Mr. Leitenberg is a scholar at the University of Maryland who has been studying biological weapons for decades — and debunking wild predictions. Dr. Rees is not alone. Senator Bill Frist called bioterrorism “the greatest existential threat we have in the world today” and urged a military effort that “even dwarfs the Manhattan Project.”
Such rhetoric, Mr. Leitenberg says, has had the perverse effect of encouraging terrorists to seek out biological weapons. But despite the much-publicized attempts of Al Qaeda and a Japanese group to go biological, terrorists haven’t had much luck, because it’s still quite hard for individuals or nongovernmental groups to obtain, manufacture or deploy biological weapons of mass destruction.
Mr. Leitenberg says the biggest threat is of a state deploying biological weapons, and he notes the encouraging decline in the number of countries working on this technology. Meanwhile, though, America has been so spooked by the horror-movie scenarios that it’s pouring money into defense against biological weapons. Dr. Leitenberg says that’s a mistake, both because it diverts resources from more serious threats — like natural diseases and epidemics — and because it could start a new biological arms race as other countries understandably fear that the United States is doing more than just playing defense.
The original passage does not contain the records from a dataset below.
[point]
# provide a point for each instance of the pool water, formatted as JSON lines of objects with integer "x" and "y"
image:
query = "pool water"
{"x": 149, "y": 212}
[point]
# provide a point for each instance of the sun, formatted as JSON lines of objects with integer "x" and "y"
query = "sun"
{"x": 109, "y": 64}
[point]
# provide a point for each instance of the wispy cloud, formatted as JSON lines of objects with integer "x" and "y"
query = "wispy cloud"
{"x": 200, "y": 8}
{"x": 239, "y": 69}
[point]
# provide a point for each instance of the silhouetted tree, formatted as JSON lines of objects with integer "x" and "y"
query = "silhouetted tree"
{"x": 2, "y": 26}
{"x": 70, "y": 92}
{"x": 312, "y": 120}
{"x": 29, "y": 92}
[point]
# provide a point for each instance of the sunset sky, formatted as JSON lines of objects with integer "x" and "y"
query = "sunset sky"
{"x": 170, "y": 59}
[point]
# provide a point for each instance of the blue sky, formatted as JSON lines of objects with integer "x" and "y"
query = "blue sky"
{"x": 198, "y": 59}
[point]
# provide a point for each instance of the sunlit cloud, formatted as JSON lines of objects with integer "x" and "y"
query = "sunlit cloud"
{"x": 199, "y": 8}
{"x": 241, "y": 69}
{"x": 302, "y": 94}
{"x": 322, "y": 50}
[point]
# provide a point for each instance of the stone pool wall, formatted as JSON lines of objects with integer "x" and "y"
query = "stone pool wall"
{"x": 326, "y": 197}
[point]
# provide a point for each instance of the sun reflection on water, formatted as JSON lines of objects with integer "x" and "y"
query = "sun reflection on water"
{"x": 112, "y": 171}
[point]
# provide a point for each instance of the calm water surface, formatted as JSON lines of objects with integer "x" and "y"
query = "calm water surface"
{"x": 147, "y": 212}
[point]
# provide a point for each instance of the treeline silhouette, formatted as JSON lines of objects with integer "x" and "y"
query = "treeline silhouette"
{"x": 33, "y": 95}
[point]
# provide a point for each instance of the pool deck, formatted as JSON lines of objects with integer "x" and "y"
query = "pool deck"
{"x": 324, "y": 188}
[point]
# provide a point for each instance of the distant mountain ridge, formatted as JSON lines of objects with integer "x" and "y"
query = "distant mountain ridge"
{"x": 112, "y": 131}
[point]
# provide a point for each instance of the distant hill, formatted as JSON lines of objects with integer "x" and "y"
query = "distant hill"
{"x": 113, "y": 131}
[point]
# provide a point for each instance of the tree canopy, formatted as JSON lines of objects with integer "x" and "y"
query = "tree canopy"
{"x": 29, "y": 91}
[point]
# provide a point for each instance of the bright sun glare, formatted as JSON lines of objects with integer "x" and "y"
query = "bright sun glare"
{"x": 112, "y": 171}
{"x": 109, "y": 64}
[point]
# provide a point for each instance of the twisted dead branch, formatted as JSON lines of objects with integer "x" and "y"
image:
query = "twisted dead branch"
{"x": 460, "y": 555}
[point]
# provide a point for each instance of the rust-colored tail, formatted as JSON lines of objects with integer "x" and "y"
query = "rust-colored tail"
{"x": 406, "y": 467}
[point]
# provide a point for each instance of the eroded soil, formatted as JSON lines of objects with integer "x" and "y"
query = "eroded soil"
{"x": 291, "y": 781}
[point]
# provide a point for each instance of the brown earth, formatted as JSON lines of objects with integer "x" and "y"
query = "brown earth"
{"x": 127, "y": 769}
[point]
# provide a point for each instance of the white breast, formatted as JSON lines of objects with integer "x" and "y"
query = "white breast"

It’s possible, as Dr. Rees fears, that terrorists will get a lot more sophisticated at biotech in the next decade, or that researchers will make some terrible mistake. The technology is getting cheaper and spreading rapidly. But so are the tools for preventing and coping with mistakes.
Whatever happens, I don’t expect biotechnology to pose an “existential threat.” The disaster predicted by Dr. Rees would be horrific, but humanity has survived worse, like the flu epidemic of 1918 that killed tens of millions of people. I know there are fears of new microorganisms or nanobots gobbling up our species, but I’m confident we’d somehow stop the Doomsday Clock from striking midnight.
In fact, the wager I’d really like to make with Dr. Rees is that we’ll make it to 2100. I’ve posted that prediction on Long Bets, and I’d be glad to give him better odds than the 50-50 chance he gives civilization of surviving the century.
I even think one of us might survive to see the payoff, although my techno-optimism has its limits. I hope some version of me will be around in 2100, but I wouldn’t bet on it.